Divorce, property division and taxes: items to consider

Apr 17 2014 - Posted by , in Property Division, Tagged in Marital Property, Property Division

The financial aspects of a Texas divorce can be a source of conflict or a road map for the future, depending on how couples approach money matters. One issue that some couples may not immediately consider is the tax consequences of a divorce. According to the CEO of Wevorce, a website aimed at helping couples divorce amicably, property division has a tendency to grow in levels of complication extremely quickly.

A CPA at Wevorce notes that some of divorce’s most taxable events happen after a divorce, rather than before. The first question of divorce-related taxes, of course, is what is one’s filing status? One’s tax filing status is what their legal status is on the final day of the previous year, December 31. So, if a couple’s divorce is finalized on that day, each party’s filing status will be single. Former spouses may be able to file as a couple, even if living separately, but that may or may not be financially beneficial depending on the circumstances.

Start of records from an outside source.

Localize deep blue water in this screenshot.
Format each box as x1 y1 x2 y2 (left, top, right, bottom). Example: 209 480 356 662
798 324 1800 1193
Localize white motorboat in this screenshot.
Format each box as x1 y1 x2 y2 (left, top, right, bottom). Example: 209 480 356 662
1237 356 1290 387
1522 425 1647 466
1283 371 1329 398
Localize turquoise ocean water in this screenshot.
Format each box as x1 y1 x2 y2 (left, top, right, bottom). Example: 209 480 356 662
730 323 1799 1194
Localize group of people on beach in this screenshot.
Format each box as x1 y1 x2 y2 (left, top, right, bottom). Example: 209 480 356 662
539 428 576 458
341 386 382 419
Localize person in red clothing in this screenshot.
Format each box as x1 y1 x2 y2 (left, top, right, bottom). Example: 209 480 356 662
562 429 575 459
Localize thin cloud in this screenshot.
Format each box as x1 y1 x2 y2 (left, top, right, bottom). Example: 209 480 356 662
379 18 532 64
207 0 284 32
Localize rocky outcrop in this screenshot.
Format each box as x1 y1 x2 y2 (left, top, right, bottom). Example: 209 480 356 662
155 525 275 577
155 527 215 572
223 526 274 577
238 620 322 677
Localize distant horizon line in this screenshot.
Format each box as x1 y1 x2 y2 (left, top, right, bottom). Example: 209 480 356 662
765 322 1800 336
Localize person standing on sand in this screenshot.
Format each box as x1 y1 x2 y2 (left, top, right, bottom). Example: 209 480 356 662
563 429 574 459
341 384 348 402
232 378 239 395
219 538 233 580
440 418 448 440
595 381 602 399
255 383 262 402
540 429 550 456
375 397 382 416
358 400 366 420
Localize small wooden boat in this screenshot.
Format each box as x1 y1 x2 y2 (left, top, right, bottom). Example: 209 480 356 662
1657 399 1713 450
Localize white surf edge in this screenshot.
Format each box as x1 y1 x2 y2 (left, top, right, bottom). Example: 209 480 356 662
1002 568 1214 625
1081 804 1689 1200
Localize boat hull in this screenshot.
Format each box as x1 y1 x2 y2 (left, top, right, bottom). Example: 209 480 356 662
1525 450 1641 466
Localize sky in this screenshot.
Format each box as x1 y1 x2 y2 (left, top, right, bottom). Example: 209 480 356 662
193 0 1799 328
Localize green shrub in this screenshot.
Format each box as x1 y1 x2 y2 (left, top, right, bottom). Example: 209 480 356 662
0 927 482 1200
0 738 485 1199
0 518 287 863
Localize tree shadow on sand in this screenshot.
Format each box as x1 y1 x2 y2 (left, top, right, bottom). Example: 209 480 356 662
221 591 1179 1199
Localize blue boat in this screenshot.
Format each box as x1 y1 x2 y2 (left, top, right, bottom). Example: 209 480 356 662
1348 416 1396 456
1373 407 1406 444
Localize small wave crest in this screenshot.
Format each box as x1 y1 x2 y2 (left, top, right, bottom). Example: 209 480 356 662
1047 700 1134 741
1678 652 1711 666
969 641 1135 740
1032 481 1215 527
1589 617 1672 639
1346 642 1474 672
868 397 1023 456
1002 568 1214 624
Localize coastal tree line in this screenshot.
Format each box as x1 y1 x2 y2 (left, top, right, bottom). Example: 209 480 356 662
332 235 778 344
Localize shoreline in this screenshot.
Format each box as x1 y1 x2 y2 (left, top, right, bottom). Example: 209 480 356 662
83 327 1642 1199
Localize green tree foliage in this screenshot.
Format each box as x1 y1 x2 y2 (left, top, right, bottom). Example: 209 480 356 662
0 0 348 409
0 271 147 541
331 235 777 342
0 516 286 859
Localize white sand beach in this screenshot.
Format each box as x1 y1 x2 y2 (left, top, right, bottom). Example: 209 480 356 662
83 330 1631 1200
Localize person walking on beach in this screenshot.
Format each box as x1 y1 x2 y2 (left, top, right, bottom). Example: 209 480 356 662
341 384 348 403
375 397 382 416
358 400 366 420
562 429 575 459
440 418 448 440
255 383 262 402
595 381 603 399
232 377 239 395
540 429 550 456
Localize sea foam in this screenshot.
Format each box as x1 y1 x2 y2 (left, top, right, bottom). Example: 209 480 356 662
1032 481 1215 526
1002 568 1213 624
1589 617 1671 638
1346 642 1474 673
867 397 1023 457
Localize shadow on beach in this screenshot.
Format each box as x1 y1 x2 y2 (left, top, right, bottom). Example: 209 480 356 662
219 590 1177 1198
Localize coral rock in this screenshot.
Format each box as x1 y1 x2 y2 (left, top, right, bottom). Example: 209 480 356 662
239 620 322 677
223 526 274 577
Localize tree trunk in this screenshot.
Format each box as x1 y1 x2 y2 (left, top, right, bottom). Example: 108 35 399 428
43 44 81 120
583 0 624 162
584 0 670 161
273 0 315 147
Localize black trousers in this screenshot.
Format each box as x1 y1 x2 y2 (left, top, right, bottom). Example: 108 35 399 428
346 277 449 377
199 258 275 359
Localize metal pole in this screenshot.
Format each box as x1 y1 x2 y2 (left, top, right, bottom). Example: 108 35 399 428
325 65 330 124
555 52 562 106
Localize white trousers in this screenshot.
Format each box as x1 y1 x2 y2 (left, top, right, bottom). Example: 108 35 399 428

Another aspect of divorce and taxes is the question of dependents. In the past, couples could use divorce settlements to answer the question of who gets to use the dependency status. This was an important issue because one can deduct almost $4,000 from federal taxable income for a single dependent. Nowadays, though, parents must use IRS form 8332 to declare dependents.

Homes are another common property division issue in divorce, as one of the biggest and most tangible items of marital property. If the home is not sold to a third party, the party that keeps the home can often claim the mortgage interest deduction on their taxes. Still, keeping a home has many other financial consequences and tax concerns are just one among many. It’s usually best to involve a tax professional, as well as a legal professional, as one navigates post-divorce planning.